Sir David Dalton, Chief Executive at The Pennine Acute Hospitals NHS Trust, said:

“We are awaiting publication of the Care Quality Commission (CQC) report following its inspection of hospital and community services run by Pennine Acute Trust in early March this year. We expect this to be published and publicly available in the next few weeks.

“Immediately following the CQC’s inspection, the Trust rightly put in place a number of immediate actions and measures to address some initial concerns that were flagged up by the CQC about inadequate staffing levels and procedures to assure patient safety.  In my view, however, there is a need to accelerate and take further actions to support our staff to ensure our services are as safe as they can be and more reliable, particularly in our pressured services such as A&E, Maternity and children’s services. Staff in these areas are working incredibly hard, but are under immense pressure and are stretched.

“Since I joined the Trust in April, many of the Trust’s clinical and managerial staff across all four hospital sites have been working closely with my colleagues from Salford Royal to better understand the issues and pressures that are affecting staff, the way services are run here, and how patients are cared for and treated. I have led a review which has focused on patient safety and governance arrangements, as well as operational and performance standards. This review, along with the findings of the CQC report when it is published, will help inform what further steps the Board and our senior clinical staff must make to drive improvements and what support is required across Greater Manchester. 

“We have not waited for the publication of the report to put an improvement plan in place to support our staff and patients. Our primary focus, however, is the here and now. Our priority is to keep our busy A&E departments and our maternity services running safely and to ensure patients receive good safe treatment in a timely manner. We will not allow this organisation to run unsafe services. It is recognised that for this Trust to make services safer and more reliable, it requires the support from our health and social care partners to provide over the next six months and to consider longer-term solutions for services across Greater Manchester.

“We are working closely and positively with our four local commissioners, local councils and NHS provider colleagues, as well as our regional partner agencies across GM, through an Improvement Board, to look at ways we can strengthen medical and nurse staffing, strengthen our models of care, and support staff on the frontline.”

Jon Rouse, Chief Officer of the Greater Manchester Health and Social Care Partnership and Chair of the Improvement Board, said:

“Some important services provided by Pennine Acute, particularly at North Manchester General Hospital, are facing severe challenges at the moment, notably A&E, maternity and children’s services. Urgently strengthening and stabilising these, under the leadership of Sir David Dalton, is our top priority and we are working together across Greater Manchester to make this happen.
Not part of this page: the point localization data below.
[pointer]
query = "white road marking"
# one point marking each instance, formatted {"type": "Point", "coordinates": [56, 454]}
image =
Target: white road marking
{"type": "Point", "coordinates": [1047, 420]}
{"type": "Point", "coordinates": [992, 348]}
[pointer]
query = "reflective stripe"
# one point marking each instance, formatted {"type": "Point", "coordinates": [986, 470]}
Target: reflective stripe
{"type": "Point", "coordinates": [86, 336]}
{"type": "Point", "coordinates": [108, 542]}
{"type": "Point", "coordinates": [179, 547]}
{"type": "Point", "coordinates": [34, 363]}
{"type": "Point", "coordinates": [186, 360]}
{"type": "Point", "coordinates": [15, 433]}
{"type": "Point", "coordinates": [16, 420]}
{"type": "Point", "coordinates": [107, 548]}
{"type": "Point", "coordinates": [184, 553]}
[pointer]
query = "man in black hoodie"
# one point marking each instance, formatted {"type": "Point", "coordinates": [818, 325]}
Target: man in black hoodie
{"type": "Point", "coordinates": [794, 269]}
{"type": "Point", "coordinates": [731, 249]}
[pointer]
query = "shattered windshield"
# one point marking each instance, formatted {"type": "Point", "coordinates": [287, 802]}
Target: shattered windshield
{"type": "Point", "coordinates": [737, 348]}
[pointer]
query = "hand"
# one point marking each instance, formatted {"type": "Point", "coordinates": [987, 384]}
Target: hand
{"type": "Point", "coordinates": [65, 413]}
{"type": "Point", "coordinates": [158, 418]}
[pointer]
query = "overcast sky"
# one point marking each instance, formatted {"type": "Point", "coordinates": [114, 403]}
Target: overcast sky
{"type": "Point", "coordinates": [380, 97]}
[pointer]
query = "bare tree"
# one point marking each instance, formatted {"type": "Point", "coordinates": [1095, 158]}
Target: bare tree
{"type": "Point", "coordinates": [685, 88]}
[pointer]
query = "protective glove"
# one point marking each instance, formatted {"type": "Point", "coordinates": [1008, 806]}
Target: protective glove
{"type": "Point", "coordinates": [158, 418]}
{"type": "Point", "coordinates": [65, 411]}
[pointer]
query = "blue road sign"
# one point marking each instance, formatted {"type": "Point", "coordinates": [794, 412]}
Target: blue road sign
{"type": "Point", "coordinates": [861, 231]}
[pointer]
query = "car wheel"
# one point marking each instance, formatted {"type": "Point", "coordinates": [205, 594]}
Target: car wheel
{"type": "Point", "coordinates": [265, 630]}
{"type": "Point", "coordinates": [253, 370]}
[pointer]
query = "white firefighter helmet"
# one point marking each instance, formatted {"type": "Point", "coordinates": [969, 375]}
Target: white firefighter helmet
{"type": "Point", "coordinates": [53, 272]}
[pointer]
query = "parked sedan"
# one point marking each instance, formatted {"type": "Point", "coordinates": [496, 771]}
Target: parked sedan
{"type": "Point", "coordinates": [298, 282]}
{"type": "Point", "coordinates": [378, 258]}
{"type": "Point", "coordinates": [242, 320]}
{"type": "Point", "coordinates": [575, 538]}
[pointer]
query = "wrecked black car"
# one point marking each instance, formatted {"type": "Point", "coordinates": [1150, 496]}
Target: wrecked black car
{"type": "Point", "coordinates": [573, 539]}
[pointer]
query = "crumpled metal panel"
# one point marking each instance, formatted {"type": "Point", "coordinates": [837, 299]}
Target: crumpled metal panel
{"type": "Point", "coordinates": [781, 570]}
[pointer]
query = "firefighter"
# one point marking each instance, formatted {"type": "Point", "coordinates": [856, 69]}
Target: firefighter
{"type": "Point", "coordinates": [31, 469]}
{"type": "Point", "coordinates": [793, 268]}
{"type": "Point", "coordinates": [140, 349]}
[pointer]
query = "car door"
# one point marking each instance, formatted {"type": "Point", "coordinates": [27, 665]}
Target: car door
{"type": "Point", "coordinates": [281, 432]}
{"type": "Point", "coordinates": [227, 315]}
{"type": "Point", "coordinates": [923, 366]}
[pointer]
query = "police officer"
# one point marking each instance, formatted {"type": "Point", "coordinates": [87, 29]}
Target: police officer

“However we and others would recognise that some of the issues at Pennine are more long standing. Our new partnership approach under devolution means we now have the opportunity in Greater Manchester – and the means – to tackle these far more effectively than in the past. We’re committed to doing this."

Notes

The Pennine Acute Hospitals NHS Trust (PAT) runs North Manchester and Fairfield General Hospitals, The Royal Oldham Hospital and Rochdale Infirmary. We also provides a range of community integrated health services across North Manchester and Rochdale.

Last year it:

  • saw 320,500 A&E cases, 670,000 outpatients,106,000 inpatients, 73,200 day cases
  • helped women to deliver over 9,700 babies in its two large maternity units
  • made 146,729 visits to patients in their own homes to provide treatment and care

Salford Royal is one of the top performing Foundation Trusts in the country and Sir David Dalton has been chief executive since 2001, leading it to an ‘outstanding’ rating by the Care Quality Commission last year.  Salford Royal is now one of five Trusts in the country to achieve this rating and the first in the North of England.  It is also the first Trust with integrated acute and community services to earn this rating.